You can watch this on You Tube.

Junesploitation 2021: Dobermann (1997)

June 23: Junesploitation’s topic of the day — as suggested by F This Movie — is 90s action.

Dobermann (Vincent Cassel, Black Swan) got his first gun at his baptism. Now, he leads a gang of bank robbers, made up of his knife-throwing deaf girlfriend Nat the Gypsy (Monica Bellucci!), Olivier who is also a woman named Sonia, Pitbull and even a priest who likes to put grenades into the helmets of motorcycle cops.

A sadistic cop named Christini (Tchéky Karyo) has been chasing Dobermann for what seems like an eternity and he decides that this will be the night he catches him. He sets up an ambush in a club as the gang celebrates their latest bank robbery and his methods are even worse than the villains.

This film may have an opening CGI animation that looks dated and sure, it’s highly influenced by Tarantino, but it’s packed with action and incredibly cool villains as protagonists. There’s been a sequel planned for a long time and I hope that it gets made. If you’re into gunplay set to music by Prodigy, I mean, you really should watch this. I also realize that this is a very small subgenre of action film fans, but so it goes.

Director Jan Kounen and Cassel would go on to make Blueberry, which is based on the comic books by Jean “Moebius” Giraud. That makes sense, as this film is also based on a comic book by Joel Houssin.

Finding Opehlia (2021)

New York ad exec William Edgar (Jimmy Levar) has been experiencing a series of ultra-vivid dreams that he is obsessing over when life throws him a curve. He must choose between his real life and the fantasy world that a mysterious woman (Christina Chu) offers. Now, as he follows her down an increasingly strange path, he wonders if she’s the girl of his dreams or something much worse.

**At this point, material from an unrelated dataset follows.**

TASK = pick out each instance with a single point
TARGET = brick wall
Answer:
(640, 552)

This is an auteur project, as Stephen Rutterford wrote, directed, produced, edited, did the cinematography, created the color design and co-scored this film. It’s a dreamlike 73-minutes that seems like you’re part of the lucid dreamworld of its hero, going along for the ride as he escapes reality and enters something and somewhere different.

This film transcends its small budget to tell a story that’s different than anything else you’ll see this year.